# Maximization of expected utility, and bounded rationality

Models of bounded rationality are justified by the awareness that the assumption that agents take decisions guided by subjective probabilities equal to objective probabilities is unrealistic in many cases. In particular, 'when implemented numerically or econometrically, rational expectations models impute much more knowledge to the agents within the model ... than is possessed by an econometrician, who faces estimation and inference problems that the agents in the model have somehow solved' (Sargent, 1993, p. 3). In addition, when strategic rationality requires economic agents to be perfectly informed, they must have rational faculties that are even more unrealistic than those admitted by individual rationality.^{4} They must also foresee all the ideas that can be conceived by the other agents. Since it is quite difficult to admit that in the future what is now inconceivable will instead be conceivable, it is more realistic to assume that subjective probabilities are different from objective probabilities, and that the objective probability of each possible event is unknown to the rational agent.
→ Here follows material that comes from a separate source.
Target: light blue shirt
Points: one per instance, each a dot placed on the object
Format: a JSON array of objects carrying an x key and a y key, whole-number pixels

Sargent (1993) proposes to build models of boundedly rational agents by relaxing only the second requirement of the REH given by the mutual consistency of perceptions. The decision procedure is the MEU, but the condition in which it is applied changes since the agent's behaviour is modelled inductively (Arthur, 1994). Fully rational agents are replaced with boundedly rational agents who recognize the difficulty of knowing the distribution of objective probabilities and maximize their expected utility function by understanding the economic environment in a Bayesian context, where subjective probabilities - which may differ from individual to individual - are estimates of the objective probabilities. Under conditions of incomplete information, a rational Bayesian decision maker ascribes a subjective probability to each of the possible strategies adopted by other agents. She or he must establish subjective probabilities according to the best available information. In this way she or he maximizes expected utility and has good reasons to believe that the other agents behave in the same way.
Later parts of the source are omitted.